Fig. 7. HBx transcriptionally promotes USP26 expression and enhances USP26-mediated deubiquitination of SIRT1.

a Left: Representative immunoblots of USP26 and SIRT1 protein levels in tumor and paired normal tissues of HBV-positive (HBV⁺) HCC patients. N normal tissue; T tumor. Right: Spearman correlation analysis between USP26 and SIRT1 protein expression in HBV⁺ HCC samples. b Quantification of relative USP26 and SIRT1 expression in HBV-negative (HBV⁻) and HBV⁺ HCC cell lines as indicated in Fig. 5a. c The endogenous protein levels of USP26 in Huh7 and HepG2 cells transfected with HBx. The relative mRNA levels of SIRT1 and USP26 in Huh7 (d) and L02 (e) cells transfected with HBx. f The protein levels of USP26 and SIRT1 in USP26-knockdown Huh7 cells transfected with HBx. g USP26 promoter activity was measured in Huh7 cells transfected with HBx, HBc or HBs. h USP26 promoter activity was measured in Huh7 cells transfected with HBx. i, j A series of USP26 promoter truncations were constructed to identify the regulatory region mediated by HBx. k, l In vivo and in vitro interaction between biotinylated USP26 promoter and HBx were detected by DNA pull-down assay. m EMSA assay was used to examine binding between HBx and the −450 to +100 region of the USP26 promoter. When the band of the free probe became weaker, it denoted strong binding. n The interaction between Myc-USP26 and HBx-Flag was detected in HEK293T cells. o The interaction between SFB-USP26 and Myc-SIRT1 was detected in the presence of HBx-Flag in HEK293T cells. p USP26-KO HEK293T cells were co-transfected with HA-Ub and Myc-SIRT1 with or without SFB-USP26 or SFB-HBx. The ubiquitination of SIRT1 was detected by Western blotting. Each graph presents the mean ± SEM. Data in (a) n = 41 human HBV⁺ HCC samples. Each blot data is representative of three independent experiments. Data in (d, e, g–j) n = 3 independent experiments. Statistical significance was calculated by (a) Spearman’s rank correlation coefficient, analysis of two-tailed t-test; (d, e, h) two-tailed unpaired t-test; (f, g, p) one-way ANOVA; (i, j) two-way ANOVA. Source data are provided as a Source Data file.

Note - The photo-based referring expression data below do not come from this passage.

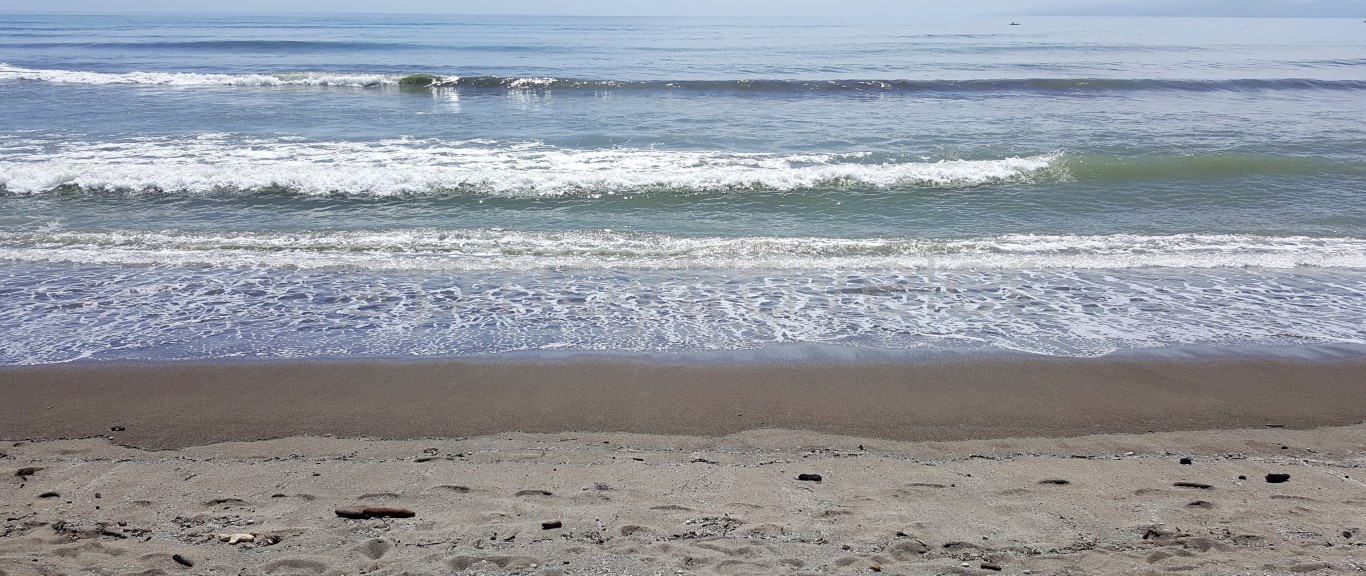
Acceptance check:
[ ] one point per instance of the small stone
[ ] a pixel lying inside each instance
(237, 538)
(354, 513)
(388, 512)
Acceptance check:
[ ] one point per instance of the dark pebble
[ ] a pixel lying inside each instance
(388, 512)
(354, 513)
(1191, 485)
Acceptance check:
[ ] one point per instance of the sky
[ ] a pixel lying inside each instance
(812, 8)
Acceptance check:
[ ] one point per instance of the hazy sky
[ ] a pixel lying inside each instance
(575, 7)
(899, 10)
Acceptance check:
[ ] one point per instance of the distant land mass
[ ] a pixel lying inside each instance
(1257, 8)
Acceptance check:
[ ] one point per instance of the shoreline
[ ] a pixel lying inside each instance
(164, 406)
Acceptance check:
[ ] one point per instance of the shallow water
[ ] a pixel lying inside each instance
(190, 187)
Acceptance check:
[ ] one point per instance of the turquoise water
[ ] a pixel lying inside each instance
(205, 187)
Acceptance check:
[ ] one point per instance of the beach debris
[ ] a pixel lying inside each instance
(235, 538)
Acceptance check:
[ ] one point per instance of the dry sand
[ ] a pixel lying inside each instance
(898, 497)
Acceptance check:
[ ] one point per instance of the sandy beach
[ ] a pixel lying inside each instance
(1025, 466)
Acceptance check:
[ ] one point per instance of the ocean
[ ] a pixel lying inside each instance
(206, 187)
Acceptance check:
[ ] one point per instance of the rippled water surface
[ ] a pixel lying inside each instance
(191, 187)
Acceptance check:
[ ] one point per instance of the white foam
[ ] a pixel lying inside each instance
(497, 250)
(62, 313)
(215, 164)
(11, 73)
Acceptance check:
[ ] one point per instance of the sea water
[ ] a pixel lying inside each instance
(178, 187)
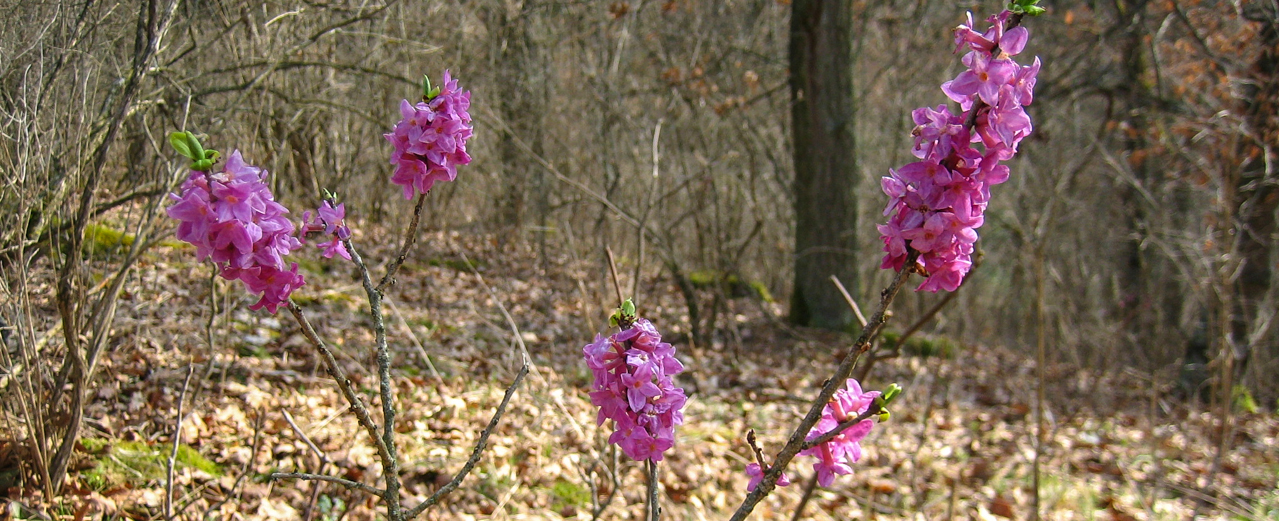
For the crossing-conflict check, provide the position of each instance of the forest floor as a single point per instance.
(961, 442)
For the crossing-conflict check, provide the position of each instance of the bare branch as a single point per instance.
(345, 483)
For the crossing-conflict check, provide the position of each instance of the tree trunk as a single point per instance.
(1256, 201)
(821, 90)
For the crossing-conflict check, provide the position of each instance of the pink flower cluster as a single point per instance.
(431, 140)
(331, 222)
(233, 219)
(936, 204)
(835, 455)
(633, 388)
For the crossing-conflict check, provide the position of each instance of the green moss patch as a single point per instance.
(140, 464)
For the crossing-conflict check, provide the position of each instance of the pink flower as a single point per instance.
(633, 388)
(834, 456)
(936, 205)
(232, 218)
(431, 138)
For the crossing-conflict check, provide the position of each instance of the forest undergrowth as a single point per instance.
(961, 443)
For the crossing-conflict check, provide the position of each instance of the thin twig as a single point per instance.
(177, 442)
(828, 391)
(357, 405)
(248, 465)
(345, 483)
(613, 270)
(409, 238)
(390, 458)
(654, 506)
(613, 492)
(803, 499)
(866, 415)
(475, 453)
(324, 458)
(417, 343)
(857, 310)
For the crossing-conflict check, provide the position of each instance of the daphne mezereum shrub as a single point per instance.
(232, 218)
(936, 204)
(230, 215)
(935, 208)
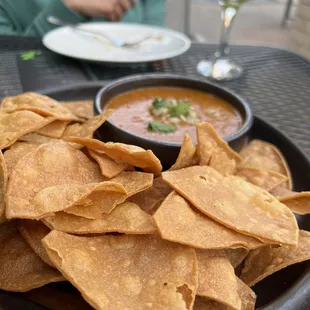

Fig. 8. Schematic of HBx-induced elevation of USP26 involved in hepatocellular carcinoma by stabilizing SIRT1.

HBx acts as a transcriptional coactivator to recruit β-catenin and subsequently promote the transcriptional activation of USP26. Then, HBx promotes the interaction between induced USP26 and SIRT1, enhancing the stability of the SIRT1 protein and promoting the progression of HCC.